In a major step to address continuing funding shortfalls, officials at the Armed Forces Retirement Home have selected a team of Washington, D.C.-based real estate firms to develop nearly a third of the Washington-based property, to start generating millions of dollars in extra income.
Residents of the AFRH campuses, based in Washington and in Gulfport, Mississippi, are retired or certain former enlisted members. In addition to resident fees, part of AFRH’s funding currently comes from the 50-cent-a-month deduction from active-duty enlisted service members’ paychecks, and fines imposed on enlisted members for disciplinary violations.
Officials describe the step as a “provisional” selection, as negotiations will begin on a variety of issues. The project involves a long-term ground lease involving 80 acres of the 272-acre property. While a timeline is not firm, once the lease is signed, the project will be phased in over more than a decade, said AFRH spokesman Chris Kelly.
The home will retain ownership of the land.
The team of two firms, Madison Marquette and Urban Atlantic, proposed about 4.3 million square feet of new development and adaptive reuse of historic buildings including the power plant and hospital complex.
Their plan is consistent with AFRH’s vision, officials said, and includes residential, retail, art spaces, sports and wellness venues, as well as adaptive reuse of several historic buildings. It will open up parts of the AFRH campus to the public, including almost 20 acres of green space and pedestrian and bicycle paths.
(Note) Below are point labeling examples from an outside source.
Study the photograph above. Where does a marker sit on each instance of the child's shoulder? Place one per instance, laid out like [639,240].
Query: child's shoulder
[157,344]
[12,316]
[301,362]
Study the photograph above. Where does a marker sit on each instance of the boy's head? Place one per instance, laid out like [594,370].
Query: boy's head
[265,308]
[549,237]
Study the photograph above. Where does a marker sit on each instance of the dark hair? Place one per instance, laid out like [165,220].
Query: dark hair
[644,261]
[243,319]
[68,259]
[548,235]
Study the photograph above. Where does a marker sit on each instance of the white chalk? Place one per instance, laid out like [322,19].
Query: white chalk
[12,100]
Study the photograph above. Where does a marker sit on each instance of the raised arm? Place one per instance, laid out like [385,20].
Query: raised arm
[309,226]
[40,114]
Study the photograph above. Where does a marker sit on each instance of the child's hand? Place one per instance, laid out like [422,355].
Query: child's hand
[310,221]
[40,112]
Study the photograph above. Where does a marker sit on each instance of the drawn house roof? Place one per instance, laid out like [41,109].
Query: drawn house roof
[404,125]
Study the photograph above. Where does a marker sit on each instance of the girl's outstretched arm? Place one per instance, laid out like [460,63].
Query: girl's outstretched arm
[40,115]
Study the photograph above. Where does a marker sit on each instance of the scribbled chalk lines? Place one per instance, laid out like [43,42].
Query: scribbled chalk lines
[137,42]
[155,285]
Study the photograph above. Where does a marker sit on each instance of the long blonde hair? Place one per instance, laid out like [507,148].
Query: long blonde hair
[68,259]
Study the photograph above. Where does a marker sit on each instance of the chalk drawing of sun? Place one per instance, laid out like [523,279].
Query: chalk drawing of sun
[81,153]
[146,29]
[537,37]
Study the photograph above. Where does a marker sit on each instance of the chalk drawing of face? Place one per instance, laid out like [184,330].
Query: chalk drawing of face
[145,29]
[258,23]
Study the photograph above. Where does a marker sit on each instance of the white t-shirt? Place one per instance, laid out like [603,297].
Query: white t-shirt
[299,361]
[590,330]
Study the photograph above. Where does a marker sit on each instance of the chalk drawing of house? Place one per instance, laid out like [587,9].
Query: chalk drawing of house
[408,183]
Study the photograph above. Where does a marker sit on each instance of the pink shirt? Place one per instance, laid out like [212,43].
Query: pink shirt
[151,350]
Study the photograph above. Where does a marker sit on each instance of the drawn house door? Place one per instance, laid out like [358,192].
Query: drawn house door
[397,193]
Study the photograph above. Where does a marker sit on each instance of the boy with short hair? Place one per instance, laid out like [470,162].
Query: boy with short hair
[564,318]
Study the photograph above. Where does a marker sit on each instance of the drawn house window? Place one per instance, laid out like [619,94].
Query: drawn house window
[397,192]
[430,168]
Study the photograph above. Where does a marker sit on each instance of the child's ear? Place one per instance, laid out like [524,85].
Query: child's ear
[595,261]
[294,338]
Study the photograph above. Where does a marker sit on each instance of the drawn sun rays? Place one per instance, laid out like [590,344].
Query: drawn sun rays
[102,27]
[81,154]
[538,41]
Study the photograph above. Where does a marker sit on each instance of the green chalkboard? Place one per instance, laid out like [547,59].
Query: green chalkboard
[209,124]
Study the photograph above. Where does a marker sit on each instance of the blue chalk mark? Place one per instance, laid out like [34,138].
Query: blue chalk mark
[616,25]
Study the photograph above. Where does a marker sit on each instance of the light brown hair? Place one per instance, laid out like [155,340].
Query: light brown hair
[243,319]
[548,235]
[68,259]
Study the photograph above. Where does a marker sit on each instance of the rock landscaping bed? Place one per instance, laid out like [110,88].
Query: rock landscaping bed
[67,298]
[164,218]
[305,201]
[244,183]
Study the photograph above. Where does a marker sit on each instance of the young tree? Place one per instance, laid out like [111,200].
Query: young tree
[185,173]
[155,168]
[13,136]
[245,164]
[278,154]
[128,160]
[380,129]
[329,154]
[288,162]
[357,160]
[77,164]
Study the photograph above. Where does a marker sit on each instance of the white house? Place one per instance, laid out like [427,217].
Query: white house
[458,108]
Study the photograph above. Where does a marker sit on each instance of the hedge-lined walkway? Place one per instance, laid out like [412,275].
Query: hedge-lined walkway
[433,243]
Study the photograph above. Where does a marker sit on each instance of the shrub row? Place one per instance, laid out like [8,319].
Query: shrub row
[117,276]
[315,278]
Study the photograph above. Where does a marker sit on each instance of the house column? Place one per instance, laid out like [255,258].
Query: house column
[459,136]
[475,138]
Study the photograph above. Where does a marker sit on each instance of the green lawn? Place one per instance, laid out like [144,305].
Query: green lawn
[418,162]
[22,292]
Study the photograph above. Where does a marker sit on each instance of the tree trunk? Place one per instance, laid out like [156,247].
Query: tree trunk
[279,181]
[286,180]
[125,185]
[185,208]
Officials declined to discuss how much AFRH expects to receive from the developer, citing negotiations underway. However, in testimony before Congress earlier this year, AFRH’s Chief Executive Officer Stephen T. Rippe, a retired Army major general, said the project will ultimately provide AFRH with millions of dollars in lease payments each year, and restored property worth hundreds of millions.
The two AFRH campuses have capacity for a combined 1,100 residents. It’s the nation’s oldest continually operating retirement home for enlisted military personnel. The Washington campus has 276 residents currently, with the capacity for 555.
The Washington campus has 35 buildings with more than 4 million square feet of space, on the southeast part of the property, which are part of the proposal. That campus is listed on the National Register of Historic Places as a historic district. Among those buildings is the historic hospital complex, built in the early 1900s.
The golf course is not part of the 80-acre development, and remains open to the public through associate membership fees, Kelly said.
The area where residents live will continue to be gated, Kelly said.
A five-member, multi-agency panel of experts convened by the U.S. General Services Administration reviewed the proposals submitted for the property, considering design, socioeconomic benefits, environmental mitigation, the financial offer, and the team’s ability to implement the proposal, among other factors. AFRH’s Chief Executive Officer Stephen T. Rippe and the Chief Operating Officer James Branham accepted that panel’s recommendation for Madison Marquette and Urban Atlantic.
“The selection of the Madison/Urban team marks a significant step towards raising funds necessary to sustain the Home’s trust fund and improve the physical infrastructure on our Washington, D.C., Campus,” Branham said, in the announcement. “The revenues that AFRH will realize through this project will help us build and renovate the facilities needed to care for America’s heroes today and in the future.”
AFRH officials noted the accomplishments of the two real estate firms, “as evidenced locally by the $1 billion+ projects at the Wharf, the Parks at Walter Reed, and Capitol Quarter.” They cited their experience in land development, public-private partnerships, complex ground lease transactions and historic preservation.
AFRH and DoD officials have been examining every aspect of the AFRH operations, in the wake of a serious cash flow problem that resulted in nearly depleting the AFRH trust fund. It declined from $186 million in 2010 to $46 million in 2015. The trust fund currently stands at $55 million, less than one year’s operating expenses. AFRH has had to ask for about $20 million in taxpayer dollars each year since fiscal 2016.
AFRH is in the process of gradually increasing resident fees. Monthly resident fees are income-based. The median income of residents is $44,000 a year, and one-fourth make less than $34,000 a year. The average resident pays $21,000 in fees to live at the home, which includes lodging, food, transportation, medical care, recreation and other amenities. But it costs AFRH $37,000 a year for each independent living resident and $128,000 for each memory support resident.
As the negotiations process continues, AFRH officials said, they will continue to consult with its residents, the National Capital Planning Commission, the District of Columbia’s State Historic Preservation Office and Office of Planning, the Home’s institutional and residential neighbors, and local elected officials.